“你觉得,利家会为了一只跳蚤,跟我陆家翻脸?”
他看向那四个小弟:“我数三声。不动手,你们陪他一起死。”
“一。”
四个人面面相觑,没人敢动。
“二。”
一个人动了。他是四个人里最壮的,脸上有道疤。他抄起地上的折叠椅,朝鸡仔走去。
“刀疤强!你敢——啊!!”
椅子砸下去。砸在头上,发出很闷的响声。
鸡仔的惨叫声戛然而止。
另外三个人也动了。他们捡起地上的麻将牌,捡起烟灰缸,捡起一切能当武器的东西,往鸡仔身上招呼。
一开始鸡仔还在惨叫,还在求饶。
“别打了……我错了……陆少爷……饶命……”
后来声音小了。
“求求你们……放过我……钱我都不要了……”
再后来,没声音了。
只有肉体被击打的声音,在寂静的房间里显得格外刺耳。
苏蓉蓉捂住嘴,转过身,不敢看。陆天辰搂着她,把她的脸按在自己胸前。
“怕什么。”他在她耳边轻声说,“弱肉强食,天经地义。”
“这世上,只有两种人。吃人的,和被吃的。”
“今天你可怜他,明天谁可怜你?”
苏蓉蓉的身体在发抖,但慢慢平静下来。她抬起头,看着陆天辰,眼睛里有泪,但也有一种近乎残忍的明悟。
“我……我懂了,少爷。”
“懂了就好。”
五分钟后,四个人打累了,停下。
鸡仔躺在地上,已经不成人形。头被砸扁了,血和脑浆流了一地。眼睛还睁着,但已经没了神采。
“钱,拿走。”陆天辰指了指地上的现金。
四个人颤抖着,一人捡了一捆。剩下的那捆,他们互相看了看,推给最先动手的刀疤强。
“从今天起,铜锣湾的生意,你们四个管。”陆天辰说,“潮义勇那边,我会打招呼。以后每个月,交十万给我,剩下的,你们自己分。”
四个人愣住了,随即狂喜。
“谢、谢谢陆少爷!!”
“谢谢少爷!!我们一定好好干!”
陆天辰不再看他们,搂着苏蓉蓉往外走。
走到门口时,回头补了一句:
“把这里收拾干净。利家问起来,就说鸡仔欠了高利贷,被仇家做掉了。”
“是!!”
走出酒吧,夜风一吹,苏蓉蓉腿一软,差点摔倒。
陆天辰扶住她,把她塞进车里。
车队驶离铜锣湾,往半山方向开。
车厢里很安静。

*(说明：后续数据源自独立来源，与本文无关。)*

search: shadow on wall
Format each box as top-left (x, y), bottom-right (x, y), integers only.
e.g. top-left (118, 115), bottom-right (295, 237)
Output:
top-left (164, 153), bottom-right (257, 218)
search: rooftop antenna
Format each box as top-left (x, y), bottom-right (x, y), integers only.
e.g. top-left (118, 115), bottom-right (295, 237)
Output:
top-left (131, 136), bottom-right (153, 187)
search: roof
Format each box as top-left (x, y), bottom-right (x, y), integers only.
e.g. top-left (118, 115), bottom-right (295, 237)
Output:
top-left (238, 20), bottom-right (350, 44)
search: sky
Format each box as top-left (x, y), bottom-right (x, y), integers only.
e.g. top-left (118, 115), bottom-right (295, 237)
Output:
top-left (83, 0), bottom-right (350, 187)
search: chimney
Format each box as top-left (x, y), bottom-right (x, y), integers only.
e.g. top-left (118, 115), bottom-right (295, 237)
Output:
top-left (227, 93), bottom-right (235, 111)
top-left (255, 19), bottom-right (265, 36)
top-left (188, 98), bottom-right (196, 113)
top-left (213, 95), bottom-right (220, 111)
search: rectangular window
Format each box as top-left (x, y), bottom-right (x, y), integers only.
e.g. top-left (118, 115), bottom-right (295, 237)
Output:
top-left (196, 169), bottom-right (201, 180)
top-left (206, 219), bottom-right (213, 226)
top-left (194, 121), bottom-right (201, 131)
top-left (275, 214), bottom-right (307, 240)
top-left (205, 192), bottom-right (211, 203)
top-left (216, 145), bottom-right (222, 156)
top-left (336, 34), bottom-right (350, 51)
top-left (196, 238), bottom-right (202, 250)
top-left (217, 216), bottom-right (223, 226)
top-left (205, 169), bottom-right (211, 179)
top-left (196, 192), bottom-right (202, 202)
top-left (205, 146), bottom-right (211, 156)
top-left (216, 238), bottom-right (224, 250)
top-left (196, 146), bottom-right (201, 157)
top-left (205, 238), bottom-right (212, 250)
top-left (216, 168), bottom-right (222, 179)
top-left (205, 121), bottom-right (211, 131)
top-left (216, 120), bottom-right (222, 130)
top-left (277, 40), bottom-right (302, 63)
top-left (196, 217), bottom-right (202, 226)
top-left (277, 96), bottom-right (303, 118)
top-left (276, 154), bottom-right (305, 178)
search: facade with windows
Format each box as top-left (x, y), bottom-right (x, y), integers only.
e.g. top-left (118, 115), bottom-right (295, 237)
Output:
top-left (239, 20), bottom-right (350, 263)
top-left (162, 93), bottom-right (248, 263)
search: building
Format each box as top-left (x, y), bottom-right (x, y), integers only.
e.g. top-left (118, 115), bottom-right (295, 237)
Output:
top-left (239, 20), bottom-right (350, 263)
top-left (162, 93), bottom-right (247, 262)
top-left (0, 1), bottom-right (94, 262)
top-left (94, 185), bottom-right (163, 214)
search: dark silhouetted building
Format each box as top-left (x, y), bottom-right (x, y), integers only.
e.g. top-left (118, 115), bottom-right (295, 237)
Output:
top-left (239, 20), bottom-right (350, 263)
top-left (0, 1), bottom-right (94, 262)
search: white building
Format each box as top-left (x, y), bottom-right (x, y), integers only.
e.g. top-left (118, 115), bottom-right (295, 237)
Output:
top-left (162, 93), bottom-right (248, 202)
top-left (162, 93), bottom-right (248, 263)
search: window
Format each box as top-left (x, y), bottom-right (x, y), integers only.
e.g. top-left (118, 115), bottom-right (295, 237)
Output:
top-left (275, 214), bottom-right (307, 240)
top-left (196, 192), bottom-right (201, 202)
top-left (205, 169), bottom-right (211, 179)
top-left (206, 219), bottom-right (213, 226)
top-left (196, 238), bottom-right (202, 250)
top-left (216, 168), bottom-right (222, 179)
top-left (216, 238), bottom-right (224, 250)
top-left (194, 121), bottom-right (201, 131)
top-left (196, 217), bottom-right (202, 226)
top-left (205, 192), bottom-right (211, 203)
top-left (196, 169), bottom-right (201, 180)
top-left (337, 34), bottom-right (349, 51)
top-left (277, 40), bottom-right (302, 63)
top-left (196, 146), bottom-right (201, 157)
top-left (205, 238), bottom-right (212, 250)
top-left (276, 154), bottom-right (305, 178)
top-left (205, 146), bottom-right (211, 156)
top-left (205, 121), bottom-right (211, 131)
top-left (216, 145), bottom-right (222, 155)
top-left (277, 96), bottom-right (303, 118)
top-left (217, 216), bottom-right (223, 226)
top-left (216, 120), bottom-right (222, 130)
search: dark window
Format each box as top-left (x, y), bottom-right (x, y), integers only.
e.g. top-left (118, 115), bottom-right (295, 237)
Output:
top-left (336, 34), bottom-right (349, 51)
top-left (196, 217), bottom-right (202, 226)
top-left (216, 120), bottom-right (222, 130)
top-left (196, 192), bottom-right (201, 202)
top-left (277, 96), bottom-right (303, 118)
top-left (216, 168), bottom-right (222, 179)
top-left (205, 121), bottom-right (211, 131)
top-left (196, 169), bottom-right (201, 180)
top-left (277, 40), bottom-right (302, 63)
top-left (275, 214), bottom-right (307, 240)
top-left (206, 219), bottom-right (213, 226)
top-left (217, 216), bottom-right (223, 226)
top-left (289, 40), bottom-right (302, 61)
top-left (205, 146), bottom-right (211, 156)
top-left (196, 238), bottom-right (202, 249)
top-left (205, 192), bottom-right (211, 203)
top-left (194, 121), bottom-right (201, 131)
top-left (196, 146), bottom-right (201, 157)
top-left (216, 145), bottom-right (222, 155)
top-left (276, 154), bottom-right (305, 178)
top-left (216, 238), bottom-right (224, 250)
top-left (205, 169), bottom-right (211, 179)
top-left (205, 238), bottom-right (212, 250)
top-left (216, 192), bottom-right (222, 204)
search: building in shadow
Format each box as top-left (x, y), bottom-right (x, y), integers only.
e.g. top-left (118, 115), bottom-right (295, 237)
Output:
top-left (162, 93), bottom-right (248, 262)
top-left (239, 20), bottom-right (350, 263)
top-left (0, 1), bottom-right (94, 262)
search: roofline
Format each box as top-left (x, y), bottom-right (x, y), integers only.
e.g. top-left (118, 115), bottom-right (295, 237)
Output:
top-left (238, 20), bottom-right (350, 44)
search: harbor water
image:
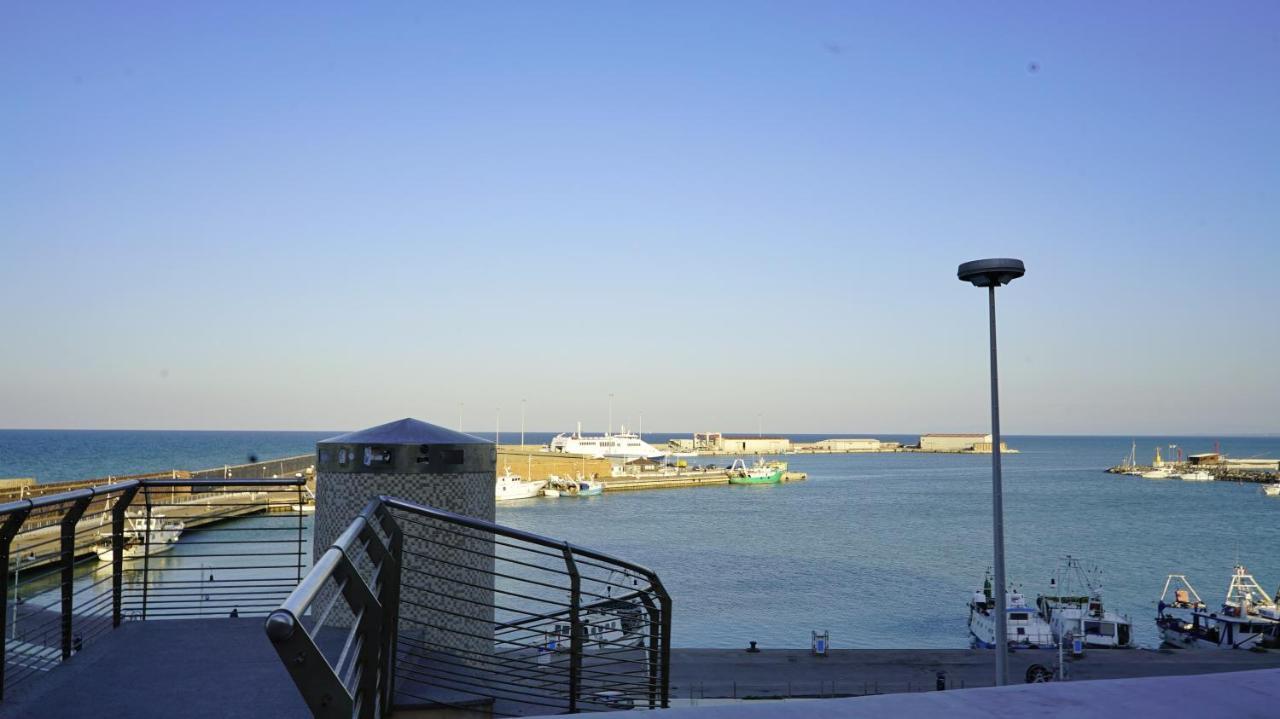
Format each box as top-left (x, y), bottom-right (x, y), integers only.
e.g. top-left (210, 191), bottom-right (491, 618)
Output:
top-left (0, 431), bottom-right (1280, 649)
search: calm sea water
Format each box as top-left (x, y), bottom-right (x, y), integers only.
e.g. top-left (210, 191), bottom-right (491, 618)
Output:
top-left (0, 431), bottom-right (1280, 647)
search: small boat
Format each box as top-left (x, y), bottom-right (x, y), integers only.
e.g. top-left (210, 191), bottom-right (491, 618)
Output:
top-left (728, 459), bottom-right (783, 485)
top-left (1036, 555), bottom-right (1137, 649)
top-left (543, 475), bottom-right (604, 496)
top-left (93, 514), bottom-right (186, 562)
top-left (969, 573), bottom-right (1053, 649)
top-left (493, 467), bottom-right (547, 502)
top-left (1156, 564), bottom-right (1280, 649)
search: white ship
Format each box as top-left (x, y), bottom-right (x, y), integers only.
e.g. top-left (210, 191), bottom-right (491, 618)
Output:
top-left (493, 467), bottom-right (547, 502)
top-left (93, 514), bottom-right (186, 562)
top-left (1036, 557), bottom-right (1135, 649)
top-left (1156, 564), bottom-right (1280, 649)
top-left (969, 574), bottom-right (1053, 649)
top-left (550, 423), bottom-right (664, 459)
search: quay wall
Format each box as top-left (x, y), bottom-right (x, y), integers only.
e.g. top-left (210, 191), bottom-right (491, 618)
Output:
top-left (0, 454), bottom-right (315, 504)
top-left (497, 444), bottom-right (613, 480)
top-left (1106, 462), bottom-right (1280, 484)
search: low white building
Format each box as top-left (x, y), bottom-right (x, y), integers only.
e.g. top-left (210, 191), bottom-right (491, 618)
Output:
top-left (814, 438), bottom-right (881, 452)
top-left (920, 434), bottom-right (991, 452)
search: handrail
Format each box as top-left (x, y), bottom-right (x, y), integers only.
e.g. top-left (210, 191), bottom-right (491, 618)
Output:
top-left (265, 495), bottom-right (671, 719)
top-left (0, 476), bottom-right (306, 701)
top-left (378, 495), bottom-right (660, 586)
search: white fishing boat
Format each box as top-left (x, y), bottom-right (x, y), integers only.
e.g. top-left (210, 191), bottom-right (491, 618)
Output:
top-left (969, 574), bottom-right (1053, 649)
top-left (550, 422), bottom-right (666, 459)
top-left (493, 467), bottom-right (547, 502)
top-left (1156, 564), bottom-right (1280, 649)
top-left (1138, 446), bottom-right (1174, 480)
top-left (93, 514), bottom-right (186, 562)
top-left (543, 475), bottom-right (604, 496)
top-left (1036, 555), bottom-right (1137, 649)
top-left (1120, 440), bottom-right (1142, 476)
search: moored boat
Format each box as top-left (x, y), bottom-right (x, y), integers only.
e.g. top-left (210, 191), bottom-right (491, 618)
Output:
top-left (969, 574), bottom-right (1053, 649)
top-left (1036, 555), bottom-right (1135, 649)
top-left (93, 514), bottom-right (186, 562)
top-left (549, 423), bottom-right (664, 459)
top-left (543, 475), bottom-right (604, 496)
top-left (728, 459), bottom-right (785, 485)
top-left (493, 467), bottom-right (547, 502)
top-left (1156, 564), bottom-right (1280, 649)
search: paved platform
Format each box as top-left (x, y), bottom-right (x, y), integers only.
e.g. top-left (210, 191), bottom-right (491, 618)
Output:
top-left (629, 669), bottom-right (1280, 719)
top-left (0, 618), bottom-right (311, 719)
top-left (671, 639), bottom-right (1280, 702)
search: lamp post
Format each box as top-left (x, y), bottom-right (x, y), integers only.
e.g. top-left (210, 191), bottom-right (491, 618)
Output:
top-left (956, 257), bottom-right (1027, 687)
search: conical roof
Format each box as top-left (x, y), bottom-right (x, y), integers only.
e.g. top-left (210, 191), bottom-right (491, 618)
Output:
top-left (317, 417), bottom-right (493, 444)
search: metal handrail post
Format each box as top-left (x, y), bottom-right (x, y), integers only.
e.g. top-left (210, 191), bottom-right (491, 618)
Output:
top-left (60, 490), bottom-right (93, 661)
top-left (654, 588), bottom-right (671, 709)
top-left (111, 485), bottom-right (142, 628)
top-left (564, 542), bottom-right (582, 714)
top-left (142, 484), bottom-right (151, 622)
top-left (640, 592), bottom-right (662, 709)
top-left (0, 507), bottom-right (31, 701)
top-left (375, 500), bottom-right (404, 716)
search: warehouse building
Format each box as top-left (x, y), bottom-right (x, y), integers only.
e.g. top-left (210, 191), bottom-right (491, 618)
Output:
top-left (920, 434), bottom-right (991, 452)
top-left (721, 435), bottom-right (791, 454)
top-left (814, 438), bottom-right (881, 452)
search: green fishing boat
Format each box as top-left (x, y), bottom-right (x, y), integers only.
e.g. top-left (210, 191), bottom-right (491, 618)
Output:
top-left (728, 459), bottom-right (786, 485)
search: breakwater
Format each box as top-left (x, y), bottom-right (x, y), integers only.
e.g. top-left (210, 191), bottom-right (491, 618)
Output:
top-left (1105, 462), bottom-right (1280, 485)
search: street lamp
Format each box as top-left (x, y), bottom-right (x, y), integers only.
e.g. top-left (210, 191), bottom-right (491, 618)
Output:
top-left (956, 257), bottom-right (1027, 687)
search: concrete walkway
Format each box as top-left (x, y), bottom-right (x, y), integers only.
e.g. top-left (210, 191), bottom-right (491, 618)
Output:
top-left (640, 669), bottom-right (1280, 719)
top-left (0, 618), bottom-right (311, 719)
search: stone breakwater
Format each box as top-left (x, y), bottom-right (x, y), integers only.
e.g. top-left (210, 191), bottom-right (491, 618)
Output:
top-left (1106, 463), bottom-right (1280, 485)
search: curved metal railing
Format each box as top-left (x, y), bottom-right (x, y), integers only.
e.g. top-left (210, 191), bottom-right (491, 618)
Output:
top-left (266, 496), bottom-right (671, 718)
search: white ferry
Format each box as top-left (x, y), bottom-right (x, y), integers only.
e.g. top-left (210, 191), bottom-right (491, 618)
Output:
top-left (550, 423), bottom-right (666, 459)
top-left (969, 574), bottom-right (1053, 649)
top-left (1156, 564), bottom-right (1280, 649)
top-left (1036, 555), bottom-right (1137, 649)
top-left (93, 514), bottom-right (186, 562)
top-left (493, 467), bottom-right (547, 502)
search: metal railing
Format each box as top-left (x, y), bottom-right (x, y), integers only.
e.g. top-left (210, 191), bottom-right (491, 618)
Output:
top-left (266, 496), bottom-right (671, 719)
top-left (0, 477), bottom-right (310, 701)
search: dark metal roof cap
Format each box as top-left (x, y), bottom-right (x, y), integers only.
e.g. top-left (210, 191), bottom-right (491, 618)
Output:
top-left (317, 417), bottom-right (493, 444)
top-left (956, 257), bottom-right (1027, 287)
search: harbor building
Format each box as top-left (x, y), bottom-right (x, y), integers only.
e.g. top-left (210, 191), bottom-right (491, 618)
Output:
top-left (920, 434), bottom-right (1007, 452)
top-left (721, 435), bottom-right (791, 454)
top-left (813, 438), bottom-right (881, 452)
top-left (667, 432), bottom-right (792, 454)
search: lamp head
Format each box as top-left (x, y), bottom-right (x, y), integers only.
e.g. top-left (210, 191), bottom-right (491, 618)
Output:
top-left (956, 257), bottom-right (1027, 287)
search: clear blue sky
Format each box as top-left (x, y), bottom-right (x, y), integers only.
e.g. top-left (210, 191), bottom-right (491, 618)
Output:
top-left (0, 1), bottom-right (1280, 434)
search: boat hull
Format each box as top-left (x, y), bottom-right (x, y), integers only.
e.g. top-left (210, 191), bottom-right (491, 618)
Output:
top-left (728, 470), bottom-right (782, 485)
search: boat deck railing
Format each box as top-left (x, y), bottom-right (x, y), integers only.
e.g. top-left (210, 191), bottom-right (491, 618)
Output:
top-left (266, 496), bottom-right (671, 718)
top-left (0, 477), bottom-right (310, 701)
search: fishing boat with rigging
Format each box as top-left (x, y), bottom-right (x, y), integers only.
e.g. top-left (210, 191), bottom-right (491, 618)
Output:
top-left (493, 467), bottom-right (547, 502)
top-left (728, 458), bottom-right (786, 485)
top-left (93, 514), bottom-right (186, 562)
top-left (1156, 564), bottom-right (1280, 649)
top-left (969, 572), bottom-right (1053, 649)
top-left (1036, 555), bottom-right (1137, 649)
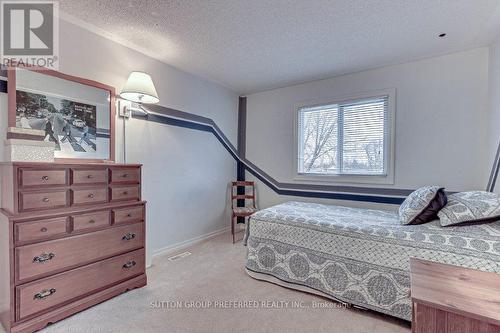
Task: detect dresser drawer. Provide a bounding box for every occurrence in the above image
[15,223,144,281]
[113,206,144,224]
[15,217,68,242]
[19,190,68,211]
[19,169,66,186]
[111,186,140,201]
[73,211,110,231]
[72,187,108,205]
[71,169,108,185]
[16,249,145,320]
[111,168,140,183]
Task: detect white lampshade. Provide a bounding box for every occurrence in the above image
[120,72,160,104]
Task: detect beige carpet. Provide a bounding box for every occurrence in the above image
[2,235,410,333]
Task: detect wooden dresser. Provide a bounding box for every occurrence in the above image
[411,259,500,333]
[0,163,146,332]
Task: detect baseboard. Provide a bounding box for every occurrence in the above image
[151,227,231,261]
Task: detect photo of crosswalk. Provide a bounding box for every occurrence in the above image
[54,135,96,154]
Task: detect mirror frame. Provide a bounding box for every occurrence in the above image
[7,65,116,163]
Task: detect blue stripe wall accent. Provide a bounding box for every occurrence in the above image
[141,105,412,204]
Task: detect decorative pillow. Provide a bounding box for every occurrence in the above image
[399,186,446,225]
[438,191,500,227]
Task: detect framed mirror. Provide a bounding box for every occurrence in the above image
[8,67,115,162]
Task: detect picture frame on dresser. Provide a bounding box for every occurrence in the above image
[7,66,116,163]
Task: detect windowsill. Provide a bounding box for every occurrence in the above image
[293,174,394,185]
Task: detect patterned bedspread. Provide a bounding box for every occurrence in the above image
[246,202,500,320]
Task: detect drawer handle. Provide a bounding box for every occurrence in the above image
[122,232,135,240]
[33,253,56,264]
[123,260,137,269]
[33,288,56,300]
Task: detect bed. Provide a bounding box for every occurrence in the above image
[245,202,500,321]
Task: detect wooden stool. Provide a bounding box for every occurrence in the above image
[231,181,257,244]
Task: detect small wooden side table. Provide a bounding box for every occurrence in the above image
[410,258,500,333]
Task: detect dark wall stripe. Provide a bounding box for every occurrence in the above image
[236,97,247,223]
[486,142,500,192]
[139,105,413,204]
[238,97,247,158]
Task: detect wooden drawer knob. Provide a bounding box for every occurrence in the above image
[122,232,135,241]
[33,253,56,264]
[33,288,56,300]
[123,260,137,269]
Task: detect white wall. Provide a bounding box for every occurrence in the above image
[246,48,491,207]
[0,21,238,259]
[489,36,500,194]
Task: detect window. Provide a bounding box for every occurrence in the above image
[296,93,393,180]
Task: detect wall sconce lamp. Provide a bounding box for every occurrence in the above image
[118,72,160,163]
[120,72,160,115]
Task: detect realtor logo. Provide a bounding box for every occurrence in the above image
[0,1,59,69]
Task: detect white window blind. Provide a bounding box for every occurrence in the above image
[298,96,389,176]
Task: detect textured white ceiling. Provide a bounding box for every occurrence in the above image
[60,0,500,94]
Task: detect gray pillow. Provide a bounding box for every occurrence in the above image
[399,186,446,225]
[438,191,500,227]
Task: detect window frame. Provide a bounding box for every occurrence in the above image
[292,88,396,185]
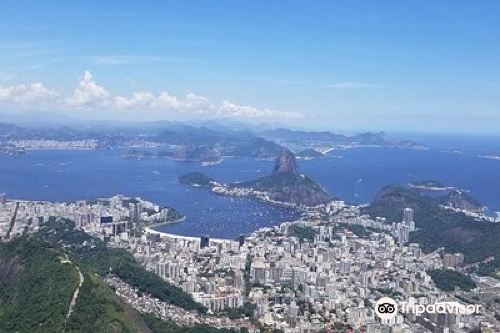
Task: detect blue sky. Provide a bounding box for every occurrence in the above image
[0,0,500,133]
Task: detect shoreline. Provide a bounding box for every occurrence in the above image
[144,227,237,243]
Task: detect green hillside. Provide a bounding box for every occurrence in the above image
[0,237,150,333]
[364,186,500,274]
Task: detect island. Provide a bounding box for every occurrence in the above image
[408,180,455,191]
[179,149,335,207]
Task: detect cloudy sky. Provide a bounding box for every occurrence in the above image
[0,0,500,133]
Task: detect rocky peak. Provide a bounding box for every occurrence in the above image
[273,149,299,175]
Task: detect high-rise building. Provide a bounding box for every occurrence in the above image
[200,235,210,249]
[238,234,245,246]
[403,208,414,226]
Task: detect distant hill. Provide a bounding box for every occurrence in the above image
[259,128,419,148]
[295,148,325,159]
[179,172,216,187]
[179,148,334,206]
[363,185,500,268]
[437,190,485,213]
[228,138,283,158]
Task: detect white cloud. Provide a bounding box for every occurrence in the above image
[92,54,189,66]
[0,82,58,104]
[0,71,302,118]
[326,81,386,89]
[66,71,110,107]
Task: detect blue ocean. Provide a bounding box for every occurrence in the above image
[0,135,500,238]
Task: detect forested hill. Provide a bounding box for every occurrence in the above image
[0,237,150,333]
[364,186,500,272]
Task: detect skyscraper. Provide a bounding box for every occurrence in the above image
[200,235,210,249]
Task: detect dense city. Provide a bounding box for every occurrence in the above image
[0,195,500,333]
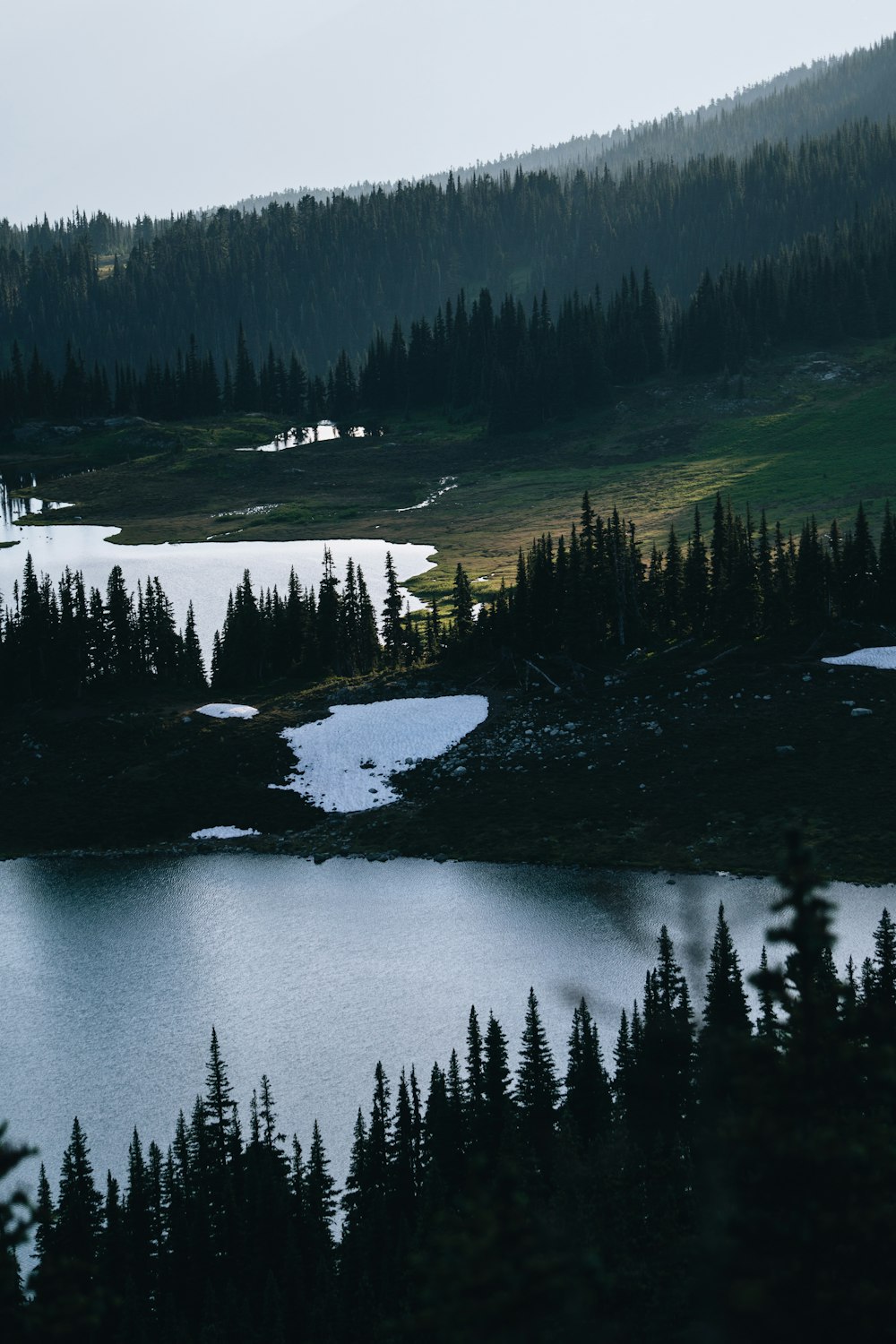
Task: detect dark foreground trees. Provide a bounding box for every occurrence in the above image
[10,839,896,1344]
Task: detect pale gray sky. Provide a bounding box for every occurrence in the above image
[0,0,896,222]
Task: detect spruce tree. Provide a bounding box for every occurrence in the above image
[702,903,751,1037]
[514,988,560,1161]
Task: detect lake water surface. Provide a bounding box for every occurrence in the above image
[0,480,435,668]
[0,854,896,1183]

苏蓉蓉靠在陆天辰肩上,浑身还在轻微地发抖。
“还怕?”陆天辰问。
“不、不怕了……”苏蓉蓉抬起头,眼睛红红的,但眼神已经不一样了。
恐惧还有,但多了点别的东西。
崇拜。依赖。还有……归属感。
“少爷,您……您真的不怕利家报复吗?”她小声问。
“报复?”陆天辰笑了,“利家现在自顾不暇。九龙仓的股票跌成那样,利家压在尖沙咀那块地皮上的资金链快断了。他们现在,求着我想办法还来不及。”
他摸了摸苏蓉蓉的头发。
“记住,这个世界,钱是胆,权是刀。你有了钱和权,你说的话,就是规矩。”
苏蓉蓉似懂非懂,但用力点头。
车开上半山,别墅区灯火通明。这里是香港的顶级住宅区,住着的非富即贵。
陆天辰看着窗外的夜景,脑子里已经在想下一步。
九龙仓的股票,父亲那边应该已经吸筹到5%了。再过半个月,等股价涨到15块左右,就放消息出去,说陆家要增持。
到时候,跟风盘一进来,股价能冲到20块。
然后再抛一部分,套现,转战原油期货。
等石油危机爆发,原油价格飙到34美元,十倍杠杆,五亿变五十亿。
五十亿,在1979年的香港,足够跻身一线豪门了。
而这一切,才刚开始。
“少爷,到了。”
车停在半山一栋公寓楼下。这是陆天辰名下的物业,三百平米,能看海。他让方叔下午安排人打扫干净,买了全新的家具。
“以后你就住这儿。”陆天辰搂着苏蓉蓉下车,“有两个佣人,一个负责打扫,一个负责做饭。门口有保镖,24小时守着。”
苏蓉蓉看着眼前这栋豪华公寓楼,眼睛又红了。